7

We use cookies. Read the Privacy and Cookie Policy

Молебен служили перед Большим полком — при развёрнутом великокняжеском знамени. На знамени — Нерукотворный Спас, а наверху древка — крест, что был у Дмитрия на Куликовом поле. С этим знаменем и крестом, освящённом великой Дмитриевой победой, Иван ходил на Казань, этот крест был с ним в Ливонии, теперь он пришёл с ним сюда, к Полоцку…

На молебне Иван стоял вместе с князем Владимиром. За ними — большие воеводы: Басманов, Шуйский, Серебряный, Бутурлин, Морозов… За большими воеводами — дворовые… Пришли на молебен и Федька Басманов с Васькой Грязным. Грязной стал позади воевод, а Федька обошёл их и стал чуть впереди — за спиной у Ивана. Сзади, за воеводами, там, где выбрал себе место Васька Грязной, стояло десять простых ратников. Так велось издавна: перед битвой на молебне вместе с царём и воеводами всегда стояли и простые ратники.

Перед самым концом молебна прискакал из Полоцка Оболенский.
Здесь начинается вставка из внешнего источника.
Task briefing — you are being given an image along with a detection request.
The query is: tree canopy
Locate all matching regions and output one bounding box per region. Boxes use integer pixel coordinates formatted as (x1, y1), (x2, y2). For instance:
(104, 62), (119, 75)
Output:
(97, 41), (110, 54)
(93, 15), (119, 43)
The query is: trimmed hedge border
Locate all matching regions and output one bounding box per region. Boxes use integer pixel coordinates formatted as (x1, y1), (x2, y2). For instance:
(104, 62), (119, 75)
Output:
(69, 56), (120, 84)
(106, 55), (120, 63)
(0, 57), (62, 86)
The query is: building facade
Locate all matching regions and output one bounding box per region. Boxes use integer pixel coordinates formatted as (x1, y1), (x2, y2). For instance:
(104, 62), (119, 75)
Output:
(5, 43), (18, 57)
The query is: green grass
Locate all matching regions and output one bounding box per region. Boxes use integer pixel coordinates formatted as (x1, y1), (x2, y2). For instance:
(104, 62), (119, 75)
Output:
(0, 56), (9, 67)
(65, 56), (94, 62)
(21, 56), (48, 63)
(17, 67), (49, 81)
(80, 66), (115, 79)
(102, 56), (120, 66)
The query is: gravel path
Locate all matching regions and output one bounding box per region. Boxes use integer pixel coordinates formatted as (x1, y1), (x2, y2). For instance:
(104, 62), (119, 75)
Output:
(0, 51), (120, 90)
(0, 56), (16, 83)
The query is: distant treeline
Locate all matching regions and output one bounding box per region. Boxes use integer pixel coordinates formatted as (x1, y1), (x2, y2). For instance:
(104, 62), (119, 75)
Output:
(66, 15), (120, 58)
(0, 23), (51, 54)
Спешившись шагах в двадцати от того места, где служился молебен, Оболенский приблизился на несколько шагов и остановился, держа в руках перерванную пополам опасную грамоту[99], которую он возил в Полоцк воеводе Довойне.

Иван скосился на него, задержал взгляд на перерванной грамоте и спокойно докрестился под усердный Левкиев аминь.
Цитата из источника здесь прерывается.